While the DPRK called for the reopening of talks without any conditions, the US and the ROK have demanded Pyongyang take steps to prove it is serious about denuclearization.
It will be difficult for the talks to resume until Pyongyang takes action to make other parties believe that the resumption will not result in a new round of nuclear tests and missile launches, said Zhu Feng, a professor on global affairs at Peking University.
"Violating its previous guarantees, Pyongyang has run out of trust from other countries in the Six-Party Talks. It cannot be accepted that Pyongyang will abandon its guarantees again when the talks are resumed," he said.
In a joint statement in 2005, the DPRK promised to abandon its nuclear weapons and existing nuclear programs. But Pyongyang conducted its third nuclear test in February, after launching a rocket in December.

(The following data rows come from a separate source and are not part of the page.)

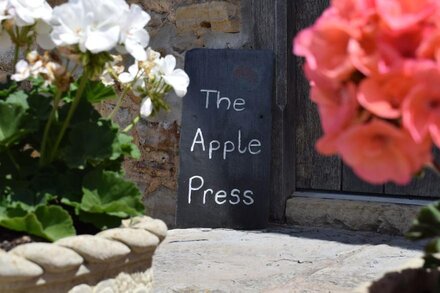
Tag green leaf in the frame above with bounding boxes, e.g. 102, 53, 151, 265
0, 76, 17, 99
425, 238, 440, 254
35, 206, 76, 241
84, 81, 117, 103
111, 132, 141, 160
61, 120, 117, 168
0, 205, 76, 241
78, 210, 121, 230
6, 91, 29, 110
28, 95, 52, 120
81, 170, 144, 218
0, 101, 35, 147
406, 202, 440, 239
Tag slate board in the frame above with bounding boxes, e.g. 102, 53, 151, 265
176, 49, 274, 229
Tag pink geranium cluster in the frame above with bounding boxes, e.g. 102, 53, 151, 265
294, 0, 440, 184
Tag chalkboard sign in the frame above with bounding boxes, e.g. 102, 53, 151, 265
177, 49, 274, 229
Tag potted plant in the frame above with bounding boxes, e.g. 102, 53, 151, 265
0, 0, 189, 291
293, 0, 440, 292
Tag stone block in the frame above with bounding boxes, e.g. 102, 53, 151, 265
286, 197, 420, 235
176, 1, 240, 33
10, 243, 83, 273
55, 235, 131, 263
97, 228, 159, 253
0, 252, 43, 284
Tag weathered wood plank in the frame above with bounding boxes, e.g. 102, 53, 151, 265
385, 150, 440, 198
290, 0, 341, 191
250, 0, 295, 221
342, 165, 384, 194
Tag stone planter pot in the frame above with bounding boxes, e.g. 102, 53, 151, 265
0, 217, 167, 293
356, 259, 440, 293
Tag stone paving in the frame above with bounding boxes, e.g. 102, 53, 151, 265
153, 227, 422, 293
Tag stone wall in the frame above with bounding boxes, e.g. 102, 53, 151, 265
0, 0, 251, 227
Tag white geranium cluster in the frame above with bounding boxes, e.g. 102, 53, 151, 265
0, 0, 189, 118
50, 0, 150, 61
108, 48, 189, 118
0, 0, 150, 61
0, 0, 53, 51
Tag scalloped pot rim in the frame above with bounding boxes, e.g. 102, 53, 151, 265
0, 216, 168, 293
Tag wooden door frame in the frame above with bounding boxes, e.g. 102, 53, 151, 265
248, 0, 295, 222
246, 0, 432, 222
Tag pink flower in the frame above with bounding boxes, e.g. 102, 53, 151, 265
376, 0, 438, 31
293, 11, 356, 80
349, 23, 425, 76
337, 120, 431, 184
305, 65, 359, 155
357, 64, 414, 119
402, 66, 440, 146
416, 24, 440, 62
331, 0, 376, 26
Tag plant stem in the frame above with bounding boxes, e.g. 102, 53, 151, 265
13, 27, 20, 66
107, 70, 142, 119
107, 86, 130, 119
6, 148, 20, 171
122, 115, 141, 132
50, 72, 88, 161
40, 89, 63, 166
13, 44, 20, 66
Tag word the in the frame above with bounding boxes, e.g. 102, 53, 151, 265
191, 128, 261, 160
188, 176, 255, 206
200, 90, 246, 112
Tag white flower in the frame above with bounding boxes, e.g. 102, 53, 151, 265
8, 0, 52, 26
152, 55, 189, 97
51, 0, 128, 53
100, 55, 124, 86
11, 51, 48, 81
11, 60, 31, 81
0, 0, 11, 22
119, 4, 151, 61
0, 27, 12, 53
140, 97, 153, 119
35, 20, 55, 50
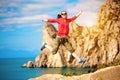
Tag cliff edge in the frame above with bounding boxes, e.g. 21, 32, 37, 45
23, 0, 120, 67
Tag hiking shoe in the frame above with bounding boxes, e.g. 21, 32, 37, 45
41, 43, 47, 51
79, 58, 86, 63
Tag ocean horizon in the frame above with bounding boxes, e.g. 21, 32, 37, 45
0, 58, 94, 80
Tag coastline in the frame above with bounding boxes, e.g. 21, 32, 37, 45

At a news conference on Tuesday, Foreign Ministry spokesman Hong Lei urged all sides to return to their positions in the 2005 joint statement.
All parties should set a suitable threshold for direct dialogues and put the addressing of the issue on a track that is sustainable, irreversible and conducive to trust-building, said the spokesperson.
Despite the difficulties, Wang still holds a positive attitude toward the resumption of the talks.
"All parties understand that the talks offer a practical channel for communication on the nuclear issue on the Korean Peninsula. The situation on the peninsula may become worse without this mechanism," he added.